Rote Schnittblumen ab Mai
Merkmale
Ästhetik
Gartenarbeit
Standort
Rote Ranunkeln für ausdrucksstarke Beete und haltbare Sträuße
Rote Ranunkeln verbinden eine klare Blütenfarbe mit einem eleganten, aufrechten Wuchs. Sie eignen sich für Beete, Töpfe und den Schnitt, wenn der Boden frisch bleibt und der Standort geschützt ist.
Rote Ranunkeln bringen klare rote Blüten ins Beet
Diese Sorte, botanisch Ranunculus red, bildet dicht gefüllte rote Blüten von Mai bis Juli.
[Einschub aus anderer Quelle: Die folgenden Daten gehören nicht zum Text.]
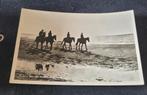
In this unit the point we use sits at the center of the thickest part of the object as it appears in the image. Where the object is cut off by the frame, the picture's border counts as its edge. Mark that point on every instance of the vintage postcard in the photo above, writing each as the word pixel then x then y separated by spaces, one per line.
pixel 57 48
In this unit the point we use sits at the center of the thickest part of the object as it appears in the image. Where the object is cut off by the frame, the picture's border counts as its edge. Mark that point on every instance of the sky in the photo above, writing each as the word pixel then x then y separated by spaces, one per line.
pixel 91 25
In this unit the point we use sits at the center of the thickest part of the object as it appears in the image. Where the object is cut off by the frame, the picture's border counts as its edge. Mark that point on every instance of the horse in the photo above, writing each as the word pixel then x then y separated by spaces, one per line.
pixel 80 42
pixel 39 67
pixel 69 41
pixel 40 39
pixel 50 39
pixel 47 66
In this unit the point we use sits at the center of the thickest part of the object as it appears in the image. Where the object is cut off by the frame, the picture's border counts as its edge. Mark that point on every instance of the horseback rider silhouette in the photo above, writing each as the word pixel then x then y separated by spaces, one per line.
pixel 50 39
pixel 41 32
pixel 82 36
pixel 68 35
pixel 50 34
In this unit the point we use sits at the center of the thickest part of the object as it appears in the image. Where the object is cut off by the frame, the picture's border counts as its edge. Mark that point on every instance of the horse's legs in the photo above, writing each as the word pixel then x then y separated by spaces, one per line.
pixel 81 47
pixel 41 45
pixel 86 47
pixel 36 45
pixel 70 47
pixel 46 44
pixel 51 44
pixel 63 45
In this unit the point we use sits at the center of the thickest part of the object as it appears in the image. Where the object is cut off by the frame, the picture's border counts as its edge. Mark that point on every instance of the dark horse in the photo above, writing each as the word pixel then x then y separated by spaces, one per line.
pixel 69 41
pixel 80 42
pixel 50 39
pixel 40 39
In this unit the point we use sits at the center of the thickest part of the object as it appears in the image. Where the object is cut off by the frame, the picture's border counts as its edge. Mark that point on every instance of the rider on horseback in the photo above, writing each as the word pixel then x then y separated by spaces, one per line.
pixel 82 36
pixel 68 35
pixel 41 33
pixel 50 34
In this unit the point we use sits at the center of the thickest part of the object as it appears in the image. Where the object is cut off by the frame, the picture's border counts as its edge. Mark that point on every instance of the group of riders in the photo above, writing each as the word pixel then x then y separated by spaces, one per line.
pixel 67 40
Die Stiele wachsen aufrecht und erreichen bei guter Kultur etwa 60 cm Höhe, bei einer Breite von meist 20 bis 30 cm. Das grüne, fein geteilte Laub ist sommergrün und zieht nach der Blüte nach und nach ein.
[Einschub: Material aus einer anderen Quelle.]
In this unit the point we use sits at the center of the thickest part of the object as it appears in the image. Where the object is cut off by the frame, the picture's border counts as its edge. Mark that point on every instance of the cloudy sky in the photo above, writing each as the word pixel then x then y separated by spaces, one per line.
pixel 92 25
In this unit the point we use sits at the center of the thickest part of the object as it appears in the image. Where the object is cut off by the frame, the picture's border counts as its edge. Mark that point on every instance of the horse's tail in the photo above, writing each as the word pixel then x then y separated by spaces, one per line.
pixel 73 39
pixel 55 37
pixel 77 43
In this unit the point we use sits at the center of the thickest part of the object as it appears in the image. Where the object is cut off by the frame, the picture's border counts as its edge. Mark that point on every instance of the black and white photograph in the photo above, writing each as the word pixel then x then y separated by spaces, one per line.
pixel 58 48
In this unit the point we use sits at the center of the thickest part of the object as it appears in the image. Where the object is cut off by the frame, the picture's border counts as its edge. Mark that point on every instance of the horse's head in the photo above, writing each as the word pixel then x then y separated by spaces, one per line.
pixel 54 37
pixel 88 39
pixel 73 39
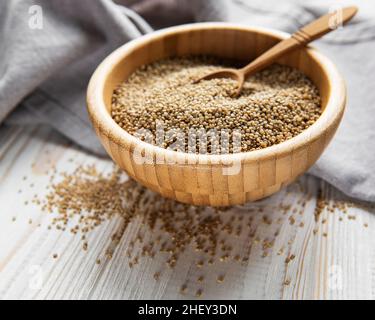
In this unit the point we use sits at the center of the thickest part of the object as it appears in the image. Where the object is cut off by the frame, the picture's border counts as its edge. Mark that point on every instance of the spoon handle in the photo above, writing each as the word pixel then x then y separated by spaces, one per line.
pixel 303 36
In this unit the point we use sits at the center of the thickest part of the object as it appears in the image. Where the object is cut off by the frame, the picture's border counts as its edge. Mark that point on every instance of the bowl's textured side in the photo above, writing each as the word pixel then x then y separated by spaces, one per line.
pixel 201 180
pixel 205 184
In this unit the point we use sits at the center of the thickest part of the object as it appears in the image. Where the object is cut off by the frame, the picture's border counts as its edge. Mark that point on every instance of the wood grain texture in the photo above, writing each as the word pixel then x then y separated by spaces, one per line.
pixel 334 255
pixel 261 172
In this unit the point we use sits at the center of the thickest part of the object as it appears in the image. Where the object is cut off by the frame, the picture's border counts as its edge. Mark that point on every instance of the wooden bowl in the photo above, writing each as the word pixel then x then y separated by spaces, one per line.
pixel 215 180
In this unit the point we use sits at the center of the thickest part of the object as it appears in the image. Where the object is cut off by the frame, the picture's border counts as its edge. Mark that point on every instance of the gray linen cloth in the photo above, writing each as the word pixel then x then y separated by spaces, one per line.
pixel 44 72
Wer eine klassische Ranunkel mit starker Schnittblumenwirkung sucht, trifft hier eine gute Wahl. Die Blüten sind auch für Bienen interessant und lassen sich für Sträuße schneiden, sobald die Knospen Farbe zeigen. Als Blumenzwiebeln werden Ranunkeln meist in Knollenform gepflanzt und brauchen zum Start gleichmäßig feuchte Erde.
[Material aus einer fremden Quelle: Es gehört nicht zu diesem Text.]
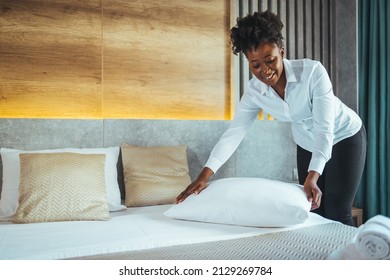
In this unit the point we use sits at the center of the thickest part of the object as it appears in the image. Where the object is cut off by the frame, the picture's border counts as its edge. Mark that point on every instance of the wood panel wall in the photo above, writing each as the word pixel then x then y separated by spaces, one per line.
pixel 151 59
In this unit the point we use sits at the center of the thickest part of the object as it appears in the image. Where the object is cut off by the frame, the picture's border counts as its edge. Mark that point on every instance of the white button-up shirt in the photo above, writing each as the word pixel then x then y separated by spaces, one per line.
pixel 318 118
Wo gelingt die Pflanzung im deutschen Klima zuverlässig
Wählen Sie einen sonnigen bis halbschattigen Platz mit humosem, nährstoffreichem Gartenboden. In milden Regionen ist eine Pflanzung von September bis Dezember möglich, am besten mit Laub- oder Reisigschutz. In kälteren Lagen Deutschlands ist ein geschützter Topf oder eine frostfreie Vorkultur sinnvoll, damit die Knollen nicht durch nasse Kälte geschädigt werden.
Ein einfacher Pflegerhythmus hält die Blüte lange in Form
Ranunkeln mögen keine Trockenphasen während Austrieb und Knospenbildung. Gießen Sie im Frühjahr regelmäßig, besonders bei Kultur im Topf, sobald die obere Erdschicht antrocknet. Kurzzeitige Trockenheit wird besser vertragen als dauerhafte Nässe, dennoch leidet die Blüte bei Wassermangel schnell.
Während des Wachstums hilft eine kleine Gabe reifer Kompost oder ein maßvoller Blumendünger. Entfernen Sie Verblühtes, um neue Knospen zu fördern. Die Pflanze gilt bei luftigem Stand als robust, achten Sie aber auf Wurzelfäule bei Staunässe und auf Blattläuse an jungen Trieben.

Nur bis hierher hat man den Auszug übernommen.